Learning to fly with NASA's spacewalk simulator

What you're looking at is not a production set photo from Gravity, but rather a training simulation for Canadian Space Agency astronaut Jeremy Hansen. He's suspended over a mockup of the International Space Station (ISS), while attached to the Active Response Gravity Offload System (ARGOS) at NASA's Johnson Space Center in Houston, Texas. For this particular session, engineers ran tests in both light and darkness to simulate the 90 minute day/night cycles experienced by orbiting astronauts.

ARGOS is essentially an overhead bridge crane 41 x 24 x 25 feet in size. Rather than hoisting cargo, however, it lifts up or at least boosts people and any objects they might handle. It has various strain and force sensors that follow the trainees wherever they go, maintaining a consistent force for whatever environment NASA is trying to simulate.

The system has computer-controlled electric motors that drive motion in all three axes. Vertically, a load cell is attached to a cable and commands the motors to raise or lower the load to maintain a constant force as the subject moves. It can accelerate rapidly and move 300 pound loads as fast as 10 feet per second, and 750 pounds at 4 feet per second. Horizontally, subject motion is measured by a cable angle sensor, which commands the system to keep the subject's weight centered below the lifting system.

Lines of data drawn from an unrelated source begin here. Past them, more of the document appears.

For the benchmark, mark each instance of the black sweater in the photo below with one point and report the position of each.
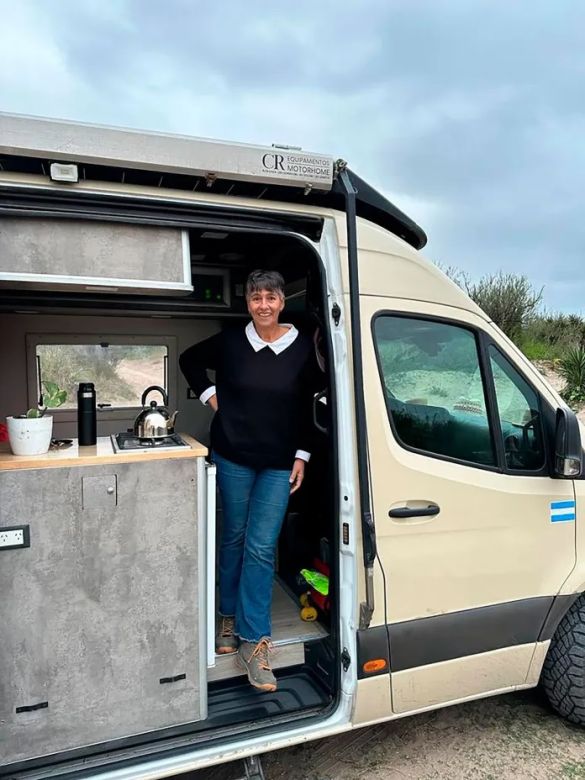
(264, 400)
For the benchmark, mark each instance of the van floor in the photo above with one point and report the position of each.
(290, 635)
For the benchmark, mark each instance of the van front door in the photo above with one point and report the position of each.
(474, 537)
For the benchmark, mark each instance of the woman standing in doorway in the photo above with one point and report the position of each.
(266, 375)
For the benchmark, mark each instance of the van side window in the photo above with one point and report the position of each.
(434, 388)
(519, 413)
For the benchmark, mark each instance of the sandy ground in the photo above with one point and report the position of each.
(514, 736)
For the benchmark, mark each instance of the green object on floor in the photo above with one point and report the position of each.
(318, 581)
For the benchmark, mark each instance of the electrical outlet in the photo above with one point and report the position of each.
(14, 537)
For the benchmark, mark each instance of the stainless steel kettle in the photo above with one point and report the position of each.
(154, 421)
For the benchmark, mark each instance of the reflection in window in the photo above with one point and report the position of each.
(519, 414)
(120, 372)
(434, 388)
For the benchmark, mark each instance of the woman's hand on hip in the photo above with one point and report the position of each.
(297, 475)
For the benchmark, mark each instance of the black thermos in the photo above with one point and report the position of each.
(86, 415)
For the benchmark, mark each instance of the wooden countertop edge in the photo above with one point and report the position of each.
(89, 456)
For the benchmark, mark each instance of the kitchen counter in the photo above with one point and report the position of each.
(101, 453)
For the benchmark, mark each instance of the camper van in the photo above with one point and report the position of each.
(442, 505)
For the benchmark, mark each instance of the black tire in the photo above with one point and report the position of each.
(563, 673)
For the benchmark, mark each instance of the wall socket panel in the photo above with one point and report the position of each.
(14, 537)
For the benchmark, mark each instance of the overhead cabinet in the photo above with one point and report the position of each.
(49, 253)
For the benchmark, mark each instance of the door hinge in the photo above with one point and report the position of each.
(336, 313)
(345, 659)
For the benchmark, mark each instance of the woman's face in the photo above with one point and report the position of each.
(264, 307)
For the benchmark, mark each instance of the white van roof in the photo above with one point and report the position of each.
(31, 144)
(71, 141)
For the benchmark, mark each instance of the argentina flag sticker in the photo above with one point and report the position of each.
(562, 511)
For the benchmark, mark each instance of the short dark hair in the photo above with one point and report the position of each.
(264, 280)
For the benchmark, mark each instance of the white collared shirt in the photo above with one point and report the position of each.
(277, 346)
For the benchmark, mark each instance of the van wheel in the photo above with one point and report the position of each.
(563, 673)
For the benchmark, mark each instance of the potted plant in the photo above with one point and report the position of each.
(30, 433)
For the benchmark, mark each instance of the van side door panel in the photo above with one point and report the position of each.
(474, 537)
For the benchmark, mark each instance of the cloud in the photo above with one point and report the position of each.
(468, 112)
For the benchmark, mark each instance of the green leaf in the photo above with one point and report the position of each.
(51, 387)
(56, 399)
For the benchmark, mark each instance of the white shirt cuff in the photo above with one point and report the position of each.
(207, 394)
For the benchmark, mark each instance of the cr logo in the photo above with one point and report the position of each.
(275, 161)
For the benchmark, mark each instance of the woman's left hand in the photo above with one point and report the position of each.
(297, 475)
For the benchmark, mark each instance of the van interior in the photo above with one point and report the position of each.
(125, 342)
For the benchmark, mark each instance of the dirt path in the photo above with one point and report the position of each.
(513, 737)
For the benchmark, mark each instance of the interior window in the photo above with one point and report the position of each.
(120, 372)
(519, 413)
(434, 388)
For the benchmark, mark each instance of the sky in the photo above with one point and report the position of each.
(468, 114)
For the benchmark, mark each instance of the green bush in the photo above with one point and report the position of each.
(509, 300)
(572, 369)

It can simulate various types of systems, including zero-gravity aboard the ISS and orbiting spacecraft, lunar gravity that's one-sixth of Earth's gravity, and Mars, which has 38 percent of the forces we experience here. ARGOS has different types of "gimbals" that can be used to attach people or objects to create accurate simulations. "These gimbals have been developed for both human (suited and shirt-sleeve) and robotic subjects, and are specialized for various test situations (such as planetary gravities or microgravity)," NASA points out.

ARGOS is aimed at testing and training for future Mars, Moon, asteroid "or any other celestial destination," NASA says. Given the big plans of both NASA and private companies like Boeing and SpaceX, that means it's likely to get heavy use over the next decade or two.

SpaceX, for instance, plans to send cargo to Mars by 2022 and the first manned missions by 2024. A system like ARGOS would be helpful for both types of missions, as it can handle simulations for both robots and humans. It also works for microgravity simulations, so it would be a big help for astronauts during the 200 day schlep to Mars, too.